Sakit Otak Permanen
Oleh: Adhie M.
Massardi
Minggu, 26 Februari
2012 , 07:15:00 WIB
PEKAN-pekan
belakangan ini kita diberondong berbagai berita yang bisa bikin perut mual dan
airmata bercucuran. Yang bikin mual berita tentang para pembesar negara yang
korup dan bergaya hidup mewah, tapi kalau di pengadilan berlagak bego. Sedangkan
rakyat hidup melarat, dan setiap saat terancam maut.
Hampir setiap hari
kita disuguhi berita kecelakaan lalulintas yang menimpa angkutan umum akibat
kendaraan rakyat itu banyak yang tidak laik jalan. Peristiwa paling mengejutkan
menimpa bus Karunia Bhakti di kawasan Taman Safari, Cisarua, Puncak, Bogor,
yang jaraknya hanya beberapa puluh km dari rumah Presiden Yudhoyono di Cikeas.
Pada Jumat (10/2)
petang yang menggiriskan itu, Lukman Iskandar (43) tak kuasa mengendalikan bus
yang remnya blong, padahal jalan yang dilalui sedang menurun. Akibatnya,
setelah menabrak mobil, motor, pedagang kaki lima dan pejalan kaki, bus Karunia
Bhakti Z 7519 DA itu pun nyungsep. Belasan orang tewas, puluhan luka berat dan
ringan.
Seperti biasa, tak
ada pembesar negara menaruh empati pada rakyat melarat yang tewas mengenaskan
itu. Mereka yang bertanggungjawab atas peristiwa (semacam) itu, baru sibuk beberapa
hari kemudian. Itu pun, seperti biasa, menyalahkan pemilik bus dan sopir yang
tidak pandai merawat kendaraannya. Padahal pembesar di Kementerian Perhubungan
dibayar untuk mengawasi dan memeriksa laik tidaknya angkutan untuk rakyat itu.
Pemerintah tampaknya
memang lebih bersemangat mengadakan pesawat super mewah untuk Bapak Presiden,
yang harganya lebih dari Rp 90 milyar. Mahal karena di dalamnya selain ada
tempat tidur luks, juga tersedia ruang bersantai yang permai. Tentu saja bisa
buat nyanyi-nyanyi.
Presiden dari negara
sebesar Indonesia sungguh sangat pantas punya pesawat mewah. Begitu alasan
mereka. Tapi mereka tidak malu rakyatnya mengais rejeki tak seberapa di negeri
tetangga yang dulu lebih miskin!
Hari-hari belakangan
ini kita juga secara rutin disuguhi berita dari pengadilan tindak pidana
korupsi (Tipikor) yang melibatkan anak buah Presiden Yudhoyono, baik di Partai
Demokrat maupun di kabinet, ada yang jadi saksi, ada juga sebagai terdakwa.

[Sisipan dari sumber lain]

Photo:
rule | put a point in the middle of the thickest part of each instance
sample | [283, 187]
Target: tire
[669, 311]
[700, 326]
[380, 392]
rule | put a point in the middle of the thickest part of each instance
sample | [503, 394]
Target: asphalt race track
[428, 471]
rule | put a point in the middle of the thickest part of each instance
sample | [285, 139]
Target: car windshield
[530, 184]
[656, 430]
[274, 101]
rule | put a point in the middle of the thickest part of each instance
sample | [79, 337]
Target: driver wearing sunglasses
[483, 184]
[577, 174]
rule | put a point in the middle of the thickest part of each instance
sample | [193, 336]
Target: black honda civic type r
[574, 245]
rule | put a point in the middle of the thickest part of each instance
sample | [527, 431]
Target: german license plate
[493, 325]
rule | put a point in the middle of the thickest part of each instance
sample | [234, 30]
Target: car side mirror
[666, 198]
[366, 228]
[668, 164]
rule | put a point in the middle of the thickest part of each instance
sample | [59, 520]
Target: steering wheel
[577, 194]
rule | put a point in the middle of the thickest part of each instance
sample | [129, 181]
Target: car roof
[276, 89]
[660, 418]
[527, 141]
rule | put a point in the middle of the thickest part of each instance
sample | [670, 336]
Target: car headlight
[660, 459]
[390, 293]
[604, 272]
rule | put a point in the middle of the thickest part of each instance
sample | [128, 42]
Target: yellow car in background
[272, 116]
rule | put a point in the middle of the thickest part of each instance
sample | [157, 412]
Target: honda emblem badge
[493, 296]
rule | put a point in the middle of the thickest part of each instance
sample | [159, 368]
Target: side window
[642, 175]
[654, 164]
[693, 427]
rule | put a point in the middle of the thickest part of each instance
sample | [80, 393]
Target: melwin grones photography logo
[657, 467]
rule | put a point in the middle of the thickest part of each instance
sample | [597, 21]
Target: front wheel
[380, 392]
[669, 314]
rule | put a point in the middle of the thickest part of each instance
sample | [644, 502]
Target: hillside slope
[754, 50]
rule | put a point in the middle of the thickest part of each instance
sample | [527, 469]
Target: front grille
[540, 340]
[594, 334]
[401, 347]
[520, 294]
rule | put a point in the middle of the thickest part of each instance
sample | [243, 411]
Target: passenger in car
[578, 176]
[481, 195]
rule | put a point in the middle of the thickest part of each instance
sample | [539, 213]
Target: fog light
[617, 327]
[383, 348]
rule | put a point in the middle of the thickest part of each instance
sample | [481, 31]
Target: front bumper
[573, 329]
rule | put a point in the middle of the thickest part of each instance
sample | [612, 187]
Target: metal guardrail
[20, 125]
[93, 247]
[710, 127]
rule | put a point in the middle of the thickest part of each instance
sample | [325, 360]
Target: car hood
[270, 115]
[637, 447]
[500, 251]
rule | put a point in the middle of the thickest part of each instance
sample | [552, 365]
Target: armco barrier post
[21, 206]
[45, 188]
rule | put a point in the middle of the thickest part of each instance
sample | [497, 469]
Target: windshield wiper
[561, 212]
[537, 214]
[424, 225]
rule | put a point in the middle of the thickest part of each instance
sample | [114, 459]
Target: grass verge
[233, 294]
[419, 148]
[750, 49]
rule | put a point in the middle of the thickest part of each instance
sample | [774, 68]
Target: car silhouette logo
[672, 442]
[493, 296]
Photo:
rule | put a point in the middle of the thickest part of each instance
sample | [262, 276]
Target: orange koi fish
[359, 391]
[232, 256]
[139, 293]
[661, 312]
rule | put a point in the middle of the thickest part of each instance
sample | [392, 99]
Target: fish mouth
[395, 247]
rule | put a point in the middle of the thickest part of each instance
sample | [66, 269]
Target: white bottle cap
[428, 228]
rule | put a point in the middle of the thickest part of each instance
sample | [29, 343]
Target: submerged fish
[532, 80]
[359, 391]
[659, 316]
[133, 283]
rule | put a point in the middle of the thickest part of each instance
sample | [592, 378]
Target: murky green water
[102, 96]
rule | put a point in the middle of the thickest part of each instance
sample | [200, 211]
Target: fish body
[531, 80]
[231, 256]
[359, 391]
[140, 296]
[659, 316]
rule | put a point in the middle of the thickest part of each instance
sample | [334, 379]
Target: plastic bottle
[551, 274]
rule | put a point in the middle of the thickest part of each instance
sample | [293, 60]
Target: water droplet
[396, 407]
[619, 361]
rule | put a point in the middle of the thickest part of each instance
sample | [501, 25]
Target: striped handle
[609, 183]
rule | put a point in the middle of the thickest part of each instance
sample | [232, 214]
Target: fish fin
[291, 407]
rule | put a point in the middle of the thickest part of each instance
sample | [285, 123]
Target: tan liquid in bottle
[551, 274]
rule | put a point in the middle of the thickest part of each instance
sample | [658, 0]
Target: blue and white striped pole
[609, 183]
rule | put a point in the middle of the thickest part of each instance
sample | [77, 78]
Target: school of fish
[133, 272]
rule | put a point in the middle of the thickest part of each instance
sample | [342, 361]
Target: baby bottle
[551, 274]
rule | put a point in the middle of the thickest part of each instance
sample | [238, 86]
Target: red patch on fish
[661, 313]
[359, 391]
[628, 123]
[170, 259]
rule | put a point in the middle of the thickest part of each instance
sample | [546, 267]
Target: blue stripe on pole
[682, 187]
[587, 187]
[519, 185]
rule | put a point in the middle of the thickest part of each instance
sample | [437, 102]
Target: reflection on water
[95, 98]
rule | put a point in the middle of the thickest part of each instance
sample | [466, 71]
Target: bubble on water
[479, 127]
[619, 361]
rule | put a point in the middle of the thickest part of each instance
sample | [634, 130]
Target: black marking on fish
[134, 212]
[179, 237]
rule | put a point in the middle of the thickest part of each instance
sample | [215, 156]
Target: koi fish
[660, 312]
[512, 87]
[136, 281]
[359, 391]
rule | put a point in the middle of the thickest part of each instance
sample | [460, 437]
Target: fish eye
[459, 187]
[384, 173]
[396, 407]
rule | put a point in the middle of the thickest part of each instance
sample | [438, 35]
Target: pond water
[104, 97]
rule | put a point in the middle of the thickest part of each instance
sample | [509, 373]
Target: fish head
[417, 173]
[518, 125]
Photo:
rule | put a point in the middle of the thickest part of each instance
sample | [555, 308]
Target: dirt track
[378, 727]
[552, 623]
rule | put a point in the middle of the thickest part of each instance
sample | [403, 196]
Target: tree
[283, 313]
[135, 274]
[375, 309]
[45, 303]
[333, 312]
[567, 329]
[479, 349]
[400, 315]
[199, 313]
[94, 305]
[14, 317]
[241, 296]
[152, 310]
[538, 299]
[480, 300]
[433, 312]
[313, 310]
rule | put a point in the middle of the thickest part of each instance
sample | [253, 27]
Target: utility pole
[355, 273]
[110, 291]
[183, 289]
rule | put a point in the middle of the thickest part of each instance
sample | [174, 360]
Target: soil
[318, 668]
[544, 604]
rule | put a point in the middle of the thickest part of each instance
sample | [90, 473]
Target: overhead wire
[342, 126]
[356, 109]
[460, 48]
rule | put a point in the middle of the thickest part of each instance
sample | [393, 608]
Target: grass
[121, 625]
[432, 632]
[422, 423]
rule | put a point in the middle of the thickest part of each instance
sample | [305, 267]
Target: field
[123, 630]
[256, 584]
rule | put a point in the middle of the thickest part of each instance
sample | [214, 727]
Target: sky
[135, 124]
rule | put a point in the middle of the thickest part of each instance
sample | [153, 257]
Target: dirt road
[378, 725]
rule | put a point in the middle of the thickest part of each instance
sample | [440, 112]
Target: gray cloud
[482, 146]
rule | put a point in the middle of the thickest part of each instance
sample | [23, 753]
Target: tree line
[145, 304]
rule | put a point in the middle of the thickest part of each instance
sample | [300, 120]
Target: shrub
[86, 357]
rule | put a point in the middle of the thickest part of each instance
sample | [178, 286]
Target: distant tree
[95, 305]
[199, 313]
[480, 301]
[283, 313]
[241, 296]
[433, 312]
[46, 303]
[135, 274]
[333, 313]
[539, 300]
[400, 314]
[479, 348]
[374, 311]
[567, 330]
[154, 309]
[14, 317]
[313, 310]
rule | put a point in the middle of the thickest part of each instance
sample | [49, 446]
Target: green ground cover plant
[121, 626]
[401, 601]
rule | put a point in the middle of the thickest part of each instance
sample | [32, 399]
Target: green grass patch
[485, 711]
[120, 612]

Beberapa stasiun TV dan radio menyelenggarakan siaran langsungnya.
Pekan lalu, di tengah
kegalauan masyarakat menyaksikan betapa uang rakyat milyaran rupiah begitu
enteng seliweran di antara para pembesar negara, terselip tragedi jembatan
Cihideung, di desa Cibanteng, Kecamatan Ciampea, Kabupaten Bogor, Jawa Barat.
Jembatan gantung
darurat terbuat dari bambu dan kayu usang itu putus saat dilalui belasan warga
yang baru menghadiri acara Maulid Nabi Muhammad saw. Dari belasan orang yang
terjatuh ke sungai, tujuh di antaranya tewas terseret arus Cisadane. Warga desa
Cibanteng yang tak begitu jauh dari rumah Presiden Yudhoyono itu pun diliputi
duka cita yang dalam.
Sementara dari
pengadilan Tipikor, tersiar berita fee 8 persen (dari proyek seharga Rp 180 M)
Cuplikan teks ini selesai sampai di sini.